When Hurricane Katrina ravaged New Orleans in 2005, contrary voices emerged. Perhaps, some thought, this much-celebrated but increasingly vulnerable coastal city shouldn't exist at all.
Why rebuild when another Category 5 storm was sure to strike again, creating fatalities in the thousands and property damages in the billions?
The documentary Jazz Fest: A New Orleans Story uses food, music and cultural pride to answer that question. A noble presumption underlies this somewhat scattered and perhaps over-reaching film: The world needs a place where musical approaches mix, mingle, and inform one another.
That place must also be located in the spot that gave birth to the uniquely American art form of jazz.
Frank Marshall and Ryan Suffern combine to direct a history of Jazz Fest, a musical gathering which began in 1971 when George Wein, founder of the Newport Jazz Festival, was asked to create a festival in New Orleans.

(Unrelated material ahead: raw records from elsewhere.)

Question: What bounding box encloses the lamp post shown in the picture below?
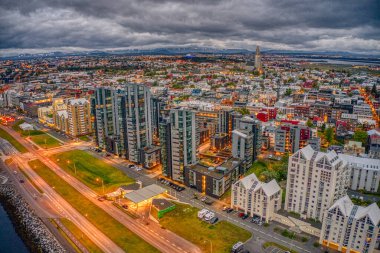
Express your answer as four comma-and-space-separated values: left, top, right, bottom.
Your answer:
205, 240, 212, 253
96, 178, 104, 195
67, 160, 77, 175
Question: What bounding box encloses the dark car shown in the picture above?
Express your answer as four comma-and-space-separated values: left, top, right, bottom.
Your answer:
210, 217, 219, 224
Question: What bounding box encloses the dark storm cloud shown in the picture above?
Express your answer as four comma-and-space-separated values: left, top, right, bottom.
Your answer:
0, 0, 380, 52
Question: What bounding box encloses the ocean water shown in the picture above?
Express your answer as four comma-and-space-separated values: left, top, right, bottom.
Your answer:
0, 204, 29, 253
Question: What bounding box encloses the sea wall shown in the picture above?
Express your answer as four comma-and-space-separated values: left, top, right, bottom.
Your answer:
0, 184, 65, 253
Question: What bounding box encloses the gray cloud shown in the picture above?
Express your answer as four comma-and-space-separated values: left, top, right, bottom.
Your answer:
0, 0, 380, 53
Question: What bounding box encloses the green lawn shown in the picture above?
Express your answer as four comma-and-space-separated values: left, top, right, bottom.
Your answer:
30, 133, 60, 148
28, 160, 159, 253
245, 155, 288, 182
263, 242, 298, 253
78, 135, 90, 141
12, 120, 44, 136
61, 219, 103, 253
160, 203, 252, 253
50, 150, 134, 194
0, 128, 28, 153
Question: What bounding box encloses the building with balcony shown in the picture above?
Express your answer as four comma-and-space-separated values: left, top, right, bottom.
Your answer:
231, 173, 282, 222
319, 195, 380, 253
284, 145, 350, 221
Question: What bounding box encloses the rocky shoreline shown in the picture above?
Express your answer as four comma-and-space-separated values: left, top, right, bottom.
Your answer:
0, 184, 66, 253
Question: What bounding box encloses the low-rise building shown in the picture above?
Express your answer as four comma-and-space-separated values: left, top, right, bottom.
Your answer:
231, 173, 282, 222
184, 158, 245, 198
319, 195, 380, 253
339, 154, 380, 192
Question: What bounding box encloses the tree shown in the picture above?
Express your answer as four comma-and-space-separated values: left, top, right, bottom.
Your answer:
352, 130, 368, 146
306, 119, 314, 127
321, 123, 326, 132
324, 127, 334, 143
371, 83, 377, 97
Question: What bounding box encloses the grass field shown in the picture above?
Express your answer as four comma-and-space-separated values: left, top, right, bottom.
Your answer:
29, 160, 159, 253
61, 219, 103, 253
50, 150, 134, 194
78, 135, 91, 141
30, 133, 60, 148
245, 155, 288, 182
263, 242, 298, 253
0, 128, 28, 153
12, 120, 44, 137
160, 203, 252, 253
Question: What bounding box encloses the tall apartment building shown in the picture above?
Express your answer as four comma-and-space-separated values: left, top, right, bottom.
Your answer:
93, 83, 157, 163
319, 195, 380, 253
125, 83, 153, 162
285, 145, 350, 221
67, 98, 92, 137
159, 118, 172, 177
339, 154, 380, 192
232, 129, 253, 166
274, 124, 319, 153
236, 116, 262, 163
366, 129, 380, 159
231, 173, 282, 222
92, 87, 127, 156
170, 108, 197, 182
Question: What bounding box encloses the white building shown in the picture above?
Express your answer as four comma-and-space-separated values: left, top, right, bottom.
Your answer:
339, 154, 380, 192
285, 145, 350, 221
319, 195, 380, 253
170, 108, 197, 182
232, 129, 253, 163
231, 173, 282, 222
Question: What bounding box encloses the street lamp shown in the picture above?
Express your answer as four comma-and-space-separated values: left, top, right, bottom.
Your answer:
67, 160, 77, 175
204, 240, 212, 253
96, 178, 104, 195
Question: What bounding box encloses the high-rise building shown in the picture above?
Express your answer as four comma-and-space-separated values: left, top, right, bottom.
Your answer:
125, 83, 153, 163
159, 118, 172, 177
319, 195, 380, 253
231, 173, 282, 222
255, 46, 262, 71
274, 124, 319, 153
236, 116, 262, 163
170, 108, 197, 182
92, 87, 127, 156
67, 98, 92, 137
232, 129, 253, 167
285, 145, 350, 221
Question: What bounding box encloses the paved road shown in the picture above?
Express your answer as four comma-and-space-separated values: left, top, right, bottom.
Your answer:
4, 125, 201, 253
94, 152, 321, 253
13, 156, 124, 253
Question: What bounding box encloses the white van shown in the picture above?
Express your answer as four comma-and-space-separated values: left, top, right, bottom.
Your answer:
198, 209, 209, 219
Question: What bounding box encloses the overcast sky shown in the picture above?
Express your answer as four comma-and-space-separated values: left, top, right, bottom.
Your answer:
0, 0, 380, 54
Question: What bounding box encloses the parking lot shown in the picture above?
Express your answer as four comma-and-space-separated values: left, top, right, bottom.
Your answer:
265, 246, 286, 253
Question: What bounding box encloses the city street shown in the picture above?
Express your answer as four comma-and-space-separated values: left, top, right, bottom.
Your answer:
2, 127, 200, 253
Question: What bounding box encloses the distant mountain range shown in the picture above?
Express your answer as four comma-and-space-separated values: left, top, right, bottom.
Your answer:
0, 47, 380, 62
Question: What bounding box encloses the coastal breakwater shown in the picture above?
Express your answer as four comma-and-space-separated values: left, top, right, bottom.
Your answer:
0, 184, 66, 253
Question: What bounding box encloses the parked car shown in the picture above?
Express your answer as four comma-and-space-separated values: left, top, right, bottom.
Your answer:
204, 212, 215, 221
210, 217, 219, 224
241, 214, 249, 220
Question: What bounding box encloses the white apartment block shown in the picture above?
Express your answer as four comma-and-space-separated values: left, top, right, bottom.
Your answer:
285, 145, 350, 221
339, 154, 380, 192
67, 98, 92, 137
319, 195, 380, 253
231, 173, 282, 222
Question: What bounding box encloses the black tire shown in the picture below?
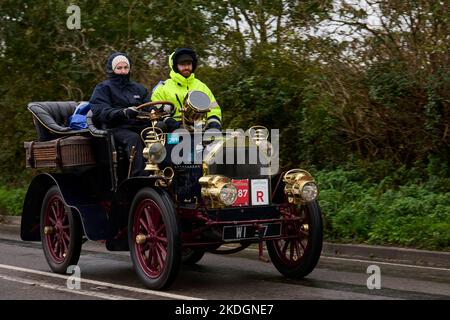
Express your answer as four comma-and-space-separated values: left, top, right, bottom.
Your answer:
181, 248, 205, 265
40, 186, 83, 274
266, 201, 323, 279
128, 187, 181, 290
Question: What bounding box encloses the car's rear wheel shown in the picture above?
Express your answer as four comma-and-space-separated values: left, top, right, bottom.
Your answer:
40, 186, 83, 273
267, 202, 323, 278
128, 188, 181, 289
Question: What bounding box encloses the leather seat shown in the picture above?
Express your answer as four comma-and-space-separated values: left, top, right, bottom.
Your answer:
28, 101, 89, 141
86, 110, 108, 137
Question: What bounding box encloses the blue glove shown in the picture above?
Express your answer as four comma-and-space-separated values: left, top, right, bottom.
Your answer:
123, 107, 139, 119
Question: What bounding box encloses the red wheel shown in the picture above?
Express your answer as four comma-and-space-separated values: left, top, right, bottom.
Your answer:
40, 186, 82, 273
267, 202, 323, 278
128, 188, 181, 289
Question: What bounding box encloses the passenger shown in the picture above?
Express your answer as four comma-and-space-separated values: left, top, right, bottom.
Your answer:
89, 52, 150, 176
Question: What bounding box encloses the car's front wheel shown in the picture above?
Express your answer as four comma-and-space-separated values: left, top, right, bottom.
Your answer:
128, 187, 181, 289
267, 202, 323, 278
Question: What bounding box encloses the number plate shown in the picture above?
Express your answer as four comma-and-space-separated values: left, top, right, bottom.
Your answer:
222, 222, 281, 241
231, 179, 249, 207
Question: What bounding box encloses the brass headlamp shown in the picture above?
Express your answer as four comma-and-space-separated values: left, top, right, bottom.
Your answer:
181, 90, 211, 128
283, 169, 319, 204
199, 175, 237, 208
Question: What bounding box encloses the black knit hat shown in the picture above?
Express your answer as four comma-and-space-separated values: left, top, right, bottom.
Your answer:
172, 48, 197, 73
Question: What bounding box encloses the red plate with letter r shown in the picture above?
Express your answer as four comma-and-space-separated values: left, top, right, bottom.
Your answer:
231, 179, 250, 207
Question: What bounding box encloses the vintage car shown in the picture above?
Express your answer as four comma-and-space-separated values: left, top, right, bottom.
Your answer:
21, 91, 322, 289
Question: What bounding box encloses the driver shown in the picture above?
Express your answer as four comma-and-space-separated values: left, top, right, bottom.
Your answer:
89, 52, 150, 176
152, 48, 222, 132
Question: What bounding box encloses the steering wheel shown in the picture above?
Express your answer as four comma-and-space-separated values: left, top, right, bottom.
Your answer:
136, 101, 175, 120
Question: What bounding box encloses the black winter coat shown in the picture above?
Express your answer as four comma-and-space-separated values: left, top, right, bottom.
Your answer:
89, 52, 150, 128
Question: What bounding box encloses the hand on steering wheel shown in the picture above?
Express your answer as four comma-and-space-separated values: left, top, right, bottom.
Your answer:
135, 101, 175, 121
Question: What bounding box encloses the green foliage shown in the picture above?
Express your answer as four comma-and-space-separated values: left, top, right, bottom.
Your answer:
317, 162, 450, 249
0, 186, 27, 216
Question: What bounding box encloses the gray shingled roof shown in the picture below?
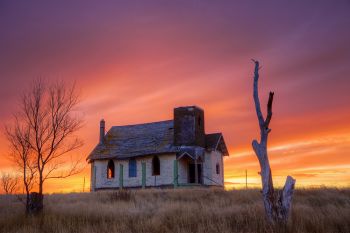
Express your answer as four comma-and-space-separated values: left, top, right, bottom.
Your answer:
205, 133, 229, 156
87, 120, 228, 160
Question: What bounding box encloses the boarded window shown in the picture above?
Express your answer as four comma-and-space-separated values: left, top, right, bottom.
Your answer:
216, 163, 220, 174
129, 159, 137, 177
152, 156, 160, 176
107, 160, 114, 179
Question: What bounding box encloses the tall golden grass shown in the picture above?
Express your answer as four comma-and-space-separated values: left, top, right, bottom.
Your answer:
0, 188, 350, 233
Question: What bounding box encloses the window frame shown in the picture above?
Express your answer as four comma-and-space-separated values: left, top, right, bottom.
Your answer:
215, 163, 220, 175
152, 155, 160, 176
129, 158, 137, 177
107, 159, 115, 179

Musician Ellis Marsalis added his considerable wisdom to the effort, along with Quint Davis, a young man who Wein involved because of his enthusiasm for the music. Davis still serves as Jazz Fest’s producer.
Ellis Marsalis, by the way, is the father of Winton and Bradford Marsalis, musicians who appear in the film along with two other Marsalis musical brothers.
Any understanding of Jazz Fest begins with the idea that jazz is the father of many children. The festival includes everything from rock to R&B to hip-hop to traditional jazz, bounding from the infections rhythms of Pitbull to the country sway of Jimmy Buffett and onto a Bruce Springsteen appearance. Springsteen sang My City of Ruins at Jazz Fest after Katrina. The song works well even though it originally was written about Asbury Park, New Jersey.
Not surprisingly, music becomes the film's best feature. The directors include snippets of performances from throughout Fest's history, highlighting numbers by Katy Perry, Al Green, Pitbull, the Revivalists, Irma Thomas, Aaron Neville, Buffett, and many more.
These days, some 7,000 musicians perform on 14 stages throughout Jazz Fest's eight-day run.
If Jazz Fest has critics, you won't hear them in a film that's wholeheartedly committed to the idea that the festival and its host city are nothing less than essential.
Covid shut the festival down for two years but it resumed in 2021. It’s not difficult to imagine that if all of New Orleans were destroyed by the next violent storm, Jazz Fest would continue to rock the ruins.